Though rooted in classic prose and dialogue born of an earlier time, Sparks makes masterful use of experimental flash-forwards, seamlessly weaving the present action with haunting scenes of the future: “Mary McGregor, lumpy, with merely two eyes, a nose and a mouth like a snowman, who was later famous for being stupid and always to blame, and at the age of twenty-three lost her life in a hotel fire, ventured, ‘Golden.’” Spark uses this technique to reveal that Miss Brodie will be “betrayed” by one of her own set, but does not reveal the culprit until the last pages, creating one of the book’s main points of intrigue.

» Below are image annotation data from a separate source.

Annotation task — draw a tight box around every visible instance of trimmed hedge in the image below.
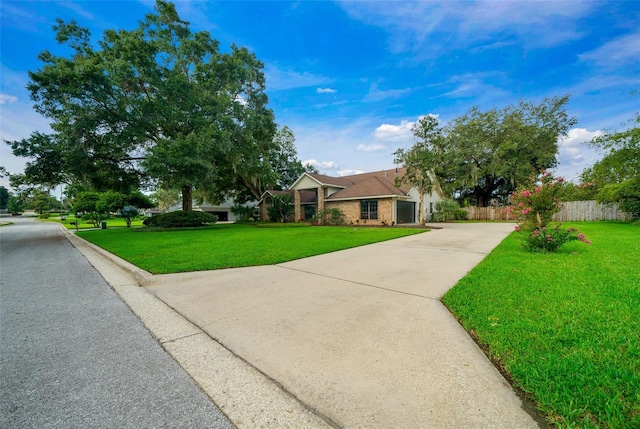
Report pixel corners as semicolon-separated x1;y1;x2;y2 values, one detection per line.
142;211;218;228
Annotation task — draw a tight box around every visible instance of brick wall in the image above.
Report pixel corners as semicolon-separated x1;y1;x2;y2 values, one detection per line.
325;198;393;225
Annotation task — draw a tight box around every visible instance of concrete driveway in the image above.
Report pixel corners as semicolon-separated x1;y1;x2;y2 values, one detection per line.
131;223;539;429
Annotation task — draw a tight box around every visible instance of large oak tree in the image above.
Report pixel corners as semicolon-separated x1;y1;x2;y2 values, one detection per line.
10;0;277;210
430;95;576;206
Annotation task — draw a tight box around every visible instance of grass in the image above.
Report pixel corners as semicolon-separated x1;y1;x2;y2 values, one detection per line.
39;215;142;230
443;222;640;428
78;224;424;274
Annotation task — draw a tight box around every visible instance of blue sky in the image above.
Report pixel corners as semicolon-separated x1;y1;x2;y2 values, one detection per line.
0;0;640;191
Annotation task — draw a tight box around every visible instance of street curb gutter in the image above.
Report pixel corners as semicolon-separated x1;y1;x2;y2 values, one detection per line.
60;225;336;428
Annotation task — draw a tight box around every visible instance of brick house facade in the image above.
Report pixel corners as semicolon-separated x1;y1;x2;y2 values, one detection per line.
260;168;440;225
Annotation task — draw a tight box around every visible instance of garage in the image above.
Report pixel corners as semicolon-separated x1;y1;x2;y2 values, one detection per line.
396;201;416;225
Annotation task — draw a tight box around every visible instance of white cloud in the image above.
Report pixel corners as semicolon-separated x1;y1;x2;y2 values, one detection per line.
340;1;598;55
363;82;413;103
555;128;602;181
579;31;640;68
58;1;95;21
264;64;334;91
356;143;387;152
373;120;415;142
302;159;338;170
0;94;18;104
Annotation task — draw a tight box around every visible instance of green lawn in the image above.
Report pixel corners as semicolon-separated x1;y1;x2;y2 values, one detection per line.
443;222;640;428
78;224;424;274
39;215;142;230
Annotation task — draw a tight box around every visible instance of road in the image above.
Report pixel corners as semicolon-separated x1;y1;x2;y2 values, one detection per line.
0;218;233;429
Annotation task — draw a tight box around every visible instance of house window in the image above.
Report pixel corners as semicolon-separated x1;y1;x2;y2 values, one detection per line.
360;200;378;219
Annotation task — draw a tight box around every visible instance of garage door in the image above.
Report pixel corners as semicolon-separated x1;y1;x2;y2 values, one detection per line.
396;201;416;224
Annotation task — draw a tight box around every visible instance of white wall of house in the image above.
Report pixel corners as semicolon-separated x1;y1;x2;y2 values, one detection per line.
409;188;441;221
168;198;258;222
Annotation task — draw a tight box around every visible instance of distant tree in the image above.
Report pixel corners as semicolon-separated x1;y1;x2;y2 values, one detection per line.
394;115;444;224
267;194;294;223
273;126;318;190
434;95;576;206
582;113;640;218
27;190;60;214
7;195;24;213
10;0;276;210
581;112;640;188
73;191;155;228
0;186;11;210
151;188;180;213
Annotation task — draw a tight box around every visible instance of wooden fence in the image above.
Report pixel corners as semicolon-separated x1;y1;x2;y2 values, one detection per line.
464;201;629;222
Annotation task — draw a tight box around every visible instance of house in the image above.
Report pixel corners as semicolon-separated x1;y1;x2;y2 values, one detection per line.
259;168;440;225
160;198;257;222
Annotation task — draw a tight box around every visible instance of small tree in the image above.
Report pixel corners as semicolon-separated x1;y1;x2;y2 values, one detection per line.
0;186;11;210
73;192;108;228
231;203;256;222
434;200;467;222
267;194;293;223
507;172;590;252
394;115;443;224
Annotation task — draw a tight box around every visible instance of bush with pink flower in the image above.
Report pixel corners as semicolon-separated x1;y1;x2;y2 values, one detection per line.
507;172;590;252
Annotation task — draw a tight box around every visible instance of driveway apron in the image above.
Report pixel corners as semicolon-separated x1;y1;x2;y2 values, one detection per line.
145;223;538;428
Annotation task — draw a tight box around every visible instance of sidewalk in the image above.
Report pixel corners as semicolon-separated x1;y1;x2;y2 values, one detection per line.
66;223;539;428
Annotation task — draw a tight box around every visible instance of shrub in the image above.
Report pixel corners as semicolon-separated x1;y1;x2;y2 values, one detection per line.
311;208;345;225
142;211;218;228
507;172;590;252
267;194;294;223
432;200;467;222
231;203;256;223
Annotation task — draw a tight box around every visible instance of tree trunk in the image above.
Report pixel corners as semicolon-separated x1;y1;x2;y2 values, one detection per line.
182;185;193;212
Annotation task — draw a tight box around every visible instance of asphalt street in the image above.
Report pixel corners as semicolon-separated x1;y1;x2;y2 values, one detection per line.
0;218;233;428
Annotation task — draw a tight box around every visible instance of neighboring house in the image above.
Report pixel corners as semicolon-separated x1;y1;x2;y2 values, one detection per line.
259;168;440;225
160;198;257;222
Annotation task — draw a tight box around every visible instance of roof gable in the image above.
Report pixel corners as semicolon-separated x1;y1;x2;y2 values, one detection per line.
327;176;407;200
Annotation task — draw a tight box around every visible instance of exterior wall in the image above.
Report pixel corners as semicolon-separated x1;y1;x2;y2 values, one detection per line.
325;198;394;225
409;188;441;222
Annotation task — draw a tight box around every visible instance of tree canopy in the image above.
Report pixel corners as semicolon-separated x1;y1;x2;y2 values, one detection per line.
428;95;576;206
10;0;277;210
582;113;640;218
394;115;444;224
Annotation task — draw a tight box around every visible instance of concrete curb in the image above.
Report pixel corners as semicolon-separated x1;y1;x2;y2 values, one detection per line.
60;225;336;428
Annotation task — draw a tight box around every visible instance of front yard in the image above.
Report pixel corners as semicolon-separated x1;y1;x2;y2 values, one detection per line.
77;224;425;274
443;222;640;428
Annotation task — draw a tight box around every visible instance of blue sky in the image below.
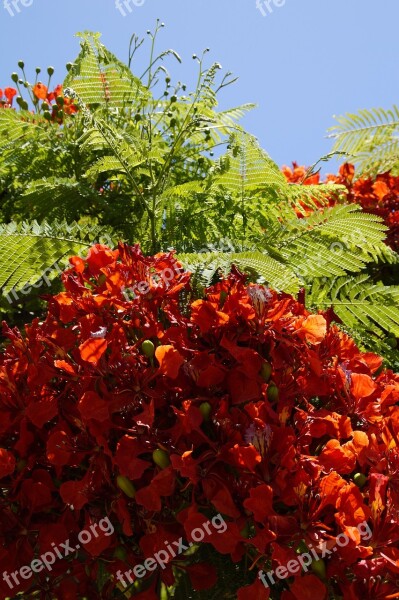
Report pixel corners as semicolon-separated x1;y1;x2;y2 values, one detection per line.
0;0;399;171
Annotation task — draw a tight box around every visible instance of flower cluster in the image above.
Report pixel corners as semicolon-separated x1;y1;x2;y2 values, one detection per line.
0;244;399;600
283;163;399;252
0;88;17;108
32;82;78;124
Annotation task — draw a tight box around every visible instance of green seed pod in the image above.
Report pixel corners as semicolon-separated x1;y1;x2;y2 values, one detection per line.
141;340;155;358
116;475;136;498
267;381;279;402
200;402;212;421
353;473;367;488
152;448;170;469
259;362;273;382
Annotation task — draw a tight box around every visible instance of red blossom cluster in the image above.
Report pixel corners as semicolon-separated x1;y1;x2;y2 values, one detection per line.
0;244;399;600
0;88;17;108
283;162;399;252
32;82;78;123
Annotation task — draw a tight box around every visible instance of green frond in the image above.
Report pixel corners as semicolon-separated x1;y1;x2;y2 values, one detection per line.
307;274;399;337
18;182;98;222
0;222;116;301
64;31;149;109
0;109;50;173
329;105;399;175
213;134;287;199
178;252;300;294
274;204;399;281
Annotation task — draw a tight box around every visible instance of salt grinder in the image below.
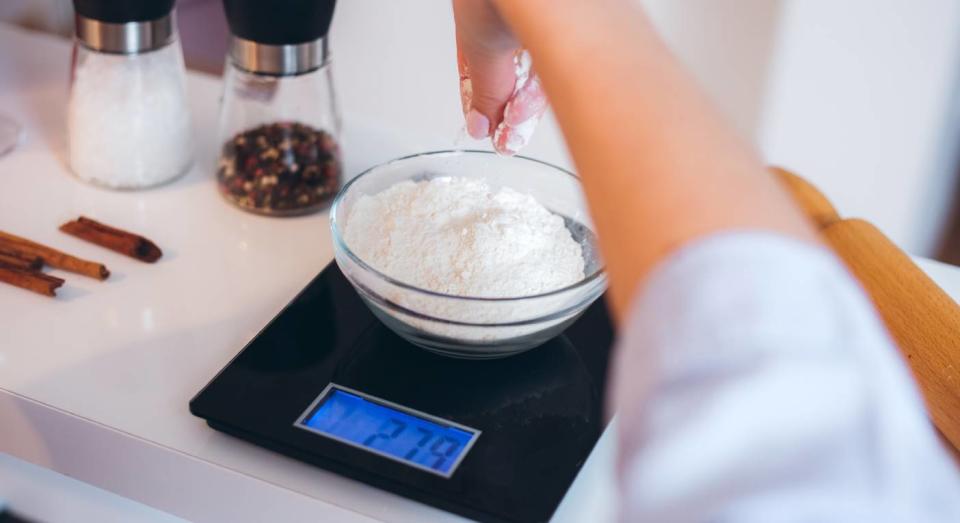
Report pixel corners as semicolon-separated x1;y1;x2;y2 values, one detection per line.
67;0;193;189
217;0;342;216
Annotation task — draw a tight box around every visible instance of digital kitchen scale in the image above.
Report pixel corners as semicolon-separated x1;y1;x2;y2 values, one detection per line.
190;263;613;522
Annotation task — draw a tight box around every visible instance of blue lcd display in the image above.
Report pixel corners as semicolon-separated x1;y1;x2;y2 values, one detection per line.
297;385;480;477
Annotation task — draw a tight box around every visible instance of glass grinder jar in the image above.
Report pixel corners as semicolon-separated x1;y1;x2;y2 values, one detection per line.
67;0;193;189
217;0;342;216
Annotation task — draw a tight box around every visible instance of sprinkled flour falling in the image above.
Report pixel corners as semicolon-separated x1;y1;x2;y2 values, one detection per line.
344;177;584;298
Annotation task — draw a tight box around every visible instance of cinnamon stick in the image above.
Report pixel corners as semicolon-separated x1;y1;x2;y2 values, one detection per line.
60;216;163;263
0;247;43;271
0;262;63;296
0;231;110;280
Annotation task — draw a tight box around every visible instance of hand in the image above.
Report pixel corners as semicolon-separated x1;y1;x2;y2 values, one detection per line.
453;0;547;155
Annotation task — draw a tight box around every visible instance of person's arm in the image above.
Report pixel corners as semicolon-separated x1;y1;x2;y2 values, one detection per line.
468;0;817;318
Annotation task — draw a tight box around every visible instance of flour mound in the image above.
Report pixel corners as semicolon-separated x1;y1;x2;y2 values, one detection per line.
344;177;584;298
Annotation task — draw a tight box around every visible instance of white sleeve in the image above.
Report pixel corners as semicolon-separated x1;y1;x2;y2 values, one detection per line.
611;232;960;523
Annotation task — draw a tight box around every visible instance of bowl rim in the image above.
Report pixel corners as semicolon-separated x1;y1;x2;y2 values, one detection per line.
330;149;606;303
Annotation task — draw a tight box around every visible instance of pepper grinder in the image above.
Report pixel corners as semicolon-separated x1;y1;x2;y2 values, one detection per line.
217;0;342;216
67;0;193;189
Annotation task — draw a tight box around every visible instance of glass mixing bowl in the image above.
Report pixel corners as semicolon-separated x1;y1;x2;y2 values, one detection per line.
330;151;606;359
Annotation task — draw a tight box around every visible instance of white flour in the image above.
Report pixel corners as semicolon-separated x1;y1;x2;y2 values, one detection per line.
344;177;584;298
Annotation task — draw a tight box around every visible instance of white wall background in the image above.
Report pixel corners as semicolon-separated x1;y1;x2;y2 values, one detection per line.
758;0;960;254
0;0;960;254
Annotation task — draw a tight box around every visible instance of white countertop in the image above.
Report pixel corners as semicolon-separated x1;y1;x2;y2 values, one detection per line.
0;10;960;522
0;15;613;522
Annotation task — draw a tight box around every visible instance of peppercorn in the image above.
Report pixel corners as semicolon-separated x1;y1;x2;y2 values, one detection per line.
217;122;343;215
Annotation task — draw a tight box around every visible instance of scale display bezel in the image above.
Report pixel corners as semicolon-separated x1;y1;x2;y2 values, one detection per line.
293;382;483;479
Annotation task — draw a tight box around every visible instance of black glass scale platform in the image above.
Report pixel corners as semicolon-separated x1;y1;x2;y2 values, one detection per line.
190;264;613;523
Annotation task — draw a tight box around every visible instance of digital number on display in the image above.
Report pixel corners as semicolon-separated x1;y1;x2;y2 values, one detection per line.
295;384;480;477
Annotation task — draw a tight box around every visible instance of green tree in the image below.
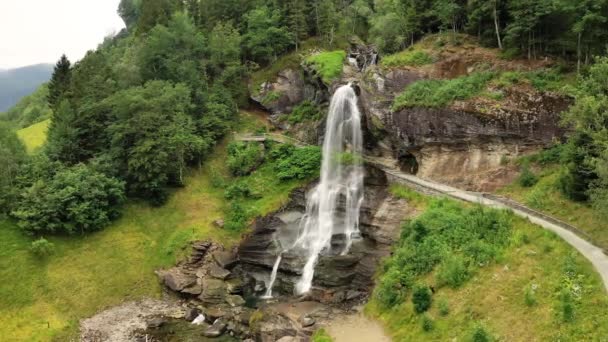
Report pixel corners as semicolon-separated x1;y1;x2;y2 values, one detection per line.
12;164;124;234
243;6;291;63
564;57;608;213
118;0;142;29
0;122;27;214
106;81;204;203
47;55;72;110
45;100;82;165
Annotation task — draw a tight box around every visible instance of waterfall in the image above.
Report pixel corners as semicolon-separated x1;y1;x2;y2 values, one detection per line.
294;84;364;294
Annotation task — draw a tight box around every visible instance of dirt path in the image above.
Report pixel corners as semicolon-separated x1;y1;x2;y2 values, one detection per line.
326;313;391;342
366;157;608;292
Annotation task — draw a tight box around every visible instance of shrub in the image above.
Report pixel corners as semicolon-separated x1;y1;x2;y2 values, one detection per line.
224;181;261;199
274;145;321;181
224;201;255;232
12;164;125;234
437;255;471;288
438;298;450;317
306;50;346;84
287;101;321;124
469;324;494;342
517;165;538;188
381;50;433;67
226;142;264;176
422;315;435;332
524;284;536;306
393;72;494;111
312;329;333;342
412;285;433;313
30;238;55;258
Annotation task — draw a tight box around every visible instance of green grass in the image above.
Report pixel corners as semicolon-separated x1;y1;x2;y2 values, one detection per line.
306;50;346;84
366;196;608;341
0;114;297;341
17;119;51;153
392;72;495;111
249;38;320;95
498;164;608;249
380;50;433;68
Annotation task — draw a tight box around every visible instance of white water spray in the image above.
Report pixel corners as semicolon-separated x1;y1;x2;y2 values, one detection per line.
294;84;364;294
263;84;364;298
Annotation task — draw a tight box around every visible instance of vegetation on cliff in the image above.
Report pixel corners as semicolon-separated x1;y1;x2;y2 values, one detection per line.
367;187;608;341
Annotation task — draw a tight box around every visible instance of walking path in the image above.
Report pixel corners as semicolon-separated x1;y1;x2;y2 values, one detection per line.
237;133;608;292
365;157;608;292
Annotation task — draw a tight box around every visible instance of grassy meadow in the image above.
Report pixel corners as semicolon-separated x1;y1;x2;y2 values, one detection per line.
0;113;300;341
366;188;608;341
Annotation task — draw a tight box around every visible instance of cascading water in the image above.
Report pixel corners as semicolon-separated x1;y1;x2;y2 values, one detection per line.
294;84;364;294
264;84;364;298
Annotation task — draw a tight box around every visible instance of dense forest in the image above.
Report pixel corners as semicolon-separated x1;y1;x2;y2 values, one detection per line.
0;0;608;233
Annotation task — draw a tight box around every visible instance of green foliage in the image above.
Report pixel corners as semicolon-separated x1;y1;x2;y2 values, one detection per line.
517;164;538;188
421;315;435;332
524;284;537;307
270;145;321;181
30;238;55;259
312;328;333;342
393;72;494;111
306;50;346;84
226;142;264;176
468;323;495;342
0;122;27;215
437;298;450;317
381;50;433;67
224;201;257;232
47;55;72;110
412;285;433;313
12;164;124;234
437;256;471;288
374;200;512;309
287;100;321;124
243;6;291;63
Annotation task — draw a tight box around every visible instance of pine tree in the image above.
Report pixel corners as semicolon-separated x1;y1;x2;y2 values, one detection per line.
47;55;72;111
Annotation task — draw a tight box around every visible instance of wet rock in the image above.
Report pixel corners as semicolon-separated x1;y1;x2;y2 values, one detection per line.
184;308;201;322
160;267;196;292
199;278;226;305
146;317;167;329
203;319;226;338
226;295;245;307
299;316;317;328
213;251;238;270
226;278;243;294
209;264;230;280
205;306;230;323
181;284;203;296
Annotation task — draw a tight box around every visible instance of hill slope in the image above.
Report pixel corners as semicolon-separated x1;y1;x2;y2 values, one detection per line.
0;64;53;112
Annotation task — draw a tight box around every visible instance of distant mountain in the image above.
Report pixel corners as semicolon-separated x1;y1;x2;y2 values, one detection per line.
0;64;53;112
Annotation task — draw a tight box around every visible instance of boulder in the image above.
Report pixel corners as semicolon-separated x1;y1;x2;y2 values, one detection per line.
212;251;238;269
209;264;230;280
160;267;196;292
226;295;245;307
199;279;226;305
203;319;226;338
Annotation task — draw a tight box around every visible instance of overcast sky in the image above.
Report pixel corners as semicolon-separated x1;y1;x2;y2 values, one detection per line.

The concept of this book remains unique to this day, taking the stock character of the inspirational teacher and showing its darker potential for abuse of power. Miss Brodie is brilliant and magnetic yet dangerous as a cult-leader, surrounding herself with blind followers. As she says, “Give me a girl at an impressionable age, and she is mine for life.” Spark’s characterization of the girls, following them from ages 10 to 17, captures the innocent loyalty and obsession with their dramatic and poetic teacher that makes them so easily manipulated. The narration is from the girls’ perspective, particularly Sandy’s, and this allows the readers to see Miss Brodie from the girls’ awed point-of-view.
Rooted in classic prose, yet bursting with ingenious story-telling techniques and fascinating characters, this short book is compelling and engrossing. Any modern day reader will find it to be “the crème de la crème.”